Uploaded by UCLAHealth on Dec 7, 2009
New techniques for corneal transplantation are associated with improved safety and more rapid visual recovery along with equal or, in some cases, better visual results, says Anthony Aldave, M.D., director of the Cornea Service at UCLAs Jules Stein Eye Institute.
Corneal transplantation, which replaces a patients damaged cornea with donor corneal tissue, is the most common and most successful type of human transplant surgery; approximately 40,000 procedures are performed in the United States each year. The cornea — the clear tissue that forms the front of the eye — can become diseased, affecting vision and requiring transplantation as a result of a variety of conditions, including progressive distortion in the shape of the cornea (keratoconus), scarring secondary to infection or injury, and inherited dysfunction of the corneas inner layer, leading to corneal swelling (Fuchs dystrophy).
Until recently, the procedure of choice for most of these patients was what is called a full-thickness corneal transplant, also known as a penetrating keratoplasty, in which the full thickness of the cornea is replaced, even if only a portion of the cornea is diseased. But several new procedures have emerged that are designed to remove and replace only the affected layer of the cornea.
For patients whose vision is affected by swelling in the corneas inner-most layer, the Descemet stripping endothelial keratoplasty (DSEK) — which involves peeling off the diseased inner layer and replacing it with the inner-most layer from a donor cornea — avoids the astigmatism (irregular shape of the cornea, resulting in blurred vision) commonly associated with full-thickness corneal transplantation. Visual recovery is also more rapid than with a full-thickness transplant, Dr. Aldave says.
By contrast, the deep anterior lamellar keratoplasty (DALK) involves replacing everything but the corneas inner layer. The primary advantage of this procedure, for patients with corneal scarring or keratoconus but with a healthy endothelium (inner layer), is that it eliminates the risk of rejection and failure of the endothelial cells that are critical to keeping the cornea clear. As the patient retains his or her own corneal endothelium, the donor tissue does not need to have a healthy endothelium, and thus the requirements for the donor cornea are less stringent.
The newest approach to corneal transplantation uses a femtosecond laser — the same technology employed for making flaps in LASIK surgery — to produce incisions in the cornea that enable the surgeon to exercise far more precision in what is removed, so that the transplanted tissue fits into the cornea like interlocking pieces of a puzzle. As with the DSEK, this gives us the potential to dramatically decrease postoperative astigmatism because of the precision of the laser, and it strengthens the wound site so that it is more resistant to traumatic opening in the event of eye injury following surgery, Dr. Aldave says.

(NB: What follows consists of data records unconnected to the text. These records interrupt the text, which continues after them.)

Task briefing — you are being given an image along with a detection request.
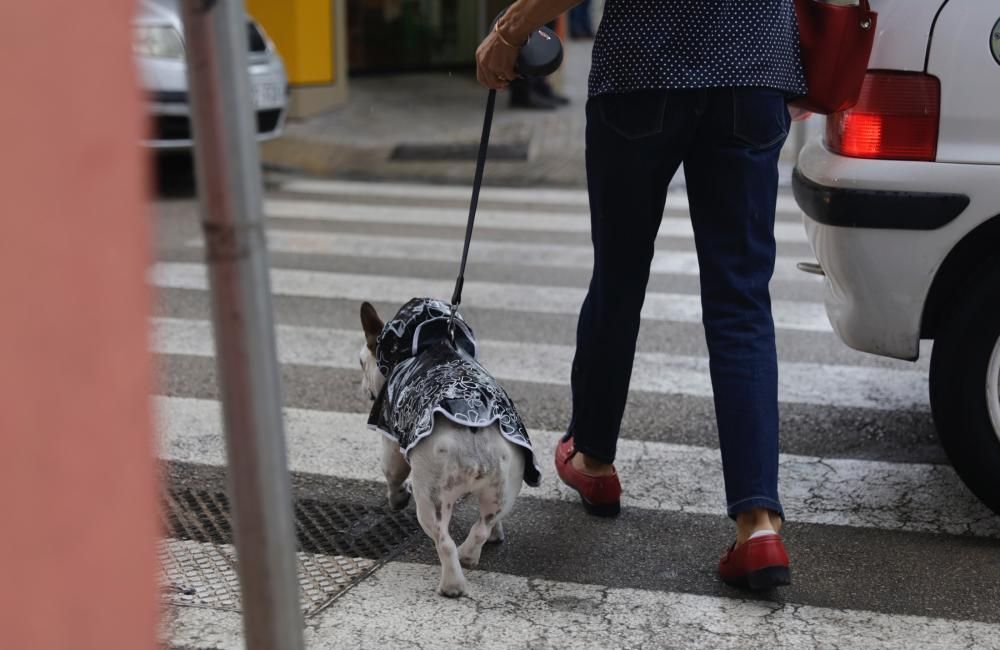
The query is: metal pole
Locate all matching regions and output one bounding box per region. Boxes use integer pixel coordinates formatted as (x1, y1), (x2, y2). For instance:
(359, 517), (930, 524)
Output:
(182, 0), (303, 650)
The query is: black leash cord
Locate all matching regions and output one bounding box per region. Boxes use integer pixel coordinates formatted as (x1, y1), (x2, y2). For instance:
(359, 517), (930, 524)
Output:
(448, 90), (497, 341)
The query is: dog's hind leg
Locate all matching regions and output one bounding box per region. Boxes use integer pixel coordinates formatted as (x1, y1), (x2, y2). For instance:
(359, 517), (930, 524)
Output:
(458, 486), (502, 569)
(486, 521), (504, 544)
(382, 437), (410, 510)
(415, 493), (466, 598)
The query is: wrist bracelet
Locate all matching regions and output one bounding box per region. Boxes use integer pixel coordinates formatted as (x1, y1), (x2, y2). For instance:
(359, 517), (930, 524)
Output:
(493, 20), (521, 50)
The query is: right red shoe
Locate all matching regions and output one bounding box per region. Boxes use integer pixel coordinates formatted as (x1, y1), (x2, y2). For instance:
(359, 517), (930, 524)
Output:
(556, 438), (622, 517)
(719, 533), (792, 591)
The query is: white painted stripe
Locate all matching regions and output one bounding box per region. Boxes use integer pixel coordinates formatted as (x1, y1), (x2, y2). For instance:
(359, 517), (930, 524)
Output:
(281, 179), (589, 207)
(151, 262), (832, 332)
(152, 318), (927, 411)
(156, 394), (1000, 537)
(306, 562), (1000, 650)
(195, 229), (823, 283)
(281, 179), (800, 213)
(264, 199), (807, 243)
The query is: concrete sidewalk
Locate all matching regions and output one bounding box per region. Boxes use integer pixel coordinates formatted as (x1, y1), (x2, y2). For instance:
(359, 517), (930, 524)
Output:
(262, 41), (590, 186)
(261, 41), (808, 187)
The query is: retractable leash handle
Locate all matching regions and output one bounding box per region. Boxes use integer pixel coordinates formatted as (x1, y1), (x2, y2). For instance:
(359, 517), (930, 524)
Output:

The news is also good for patients with diseased corneas who are not candidates for transplantation using donor tissue. Instead, some of these patients may be candidates for an artificial-cornea transplant. These are patients who had previously been told there was nothing that could be done for them, Dr. Aldave notes.
With the new approaches, Dr. Aldave concludes, We can now customize corneal transplant surgery for the individual patient, resulting in better outcomes.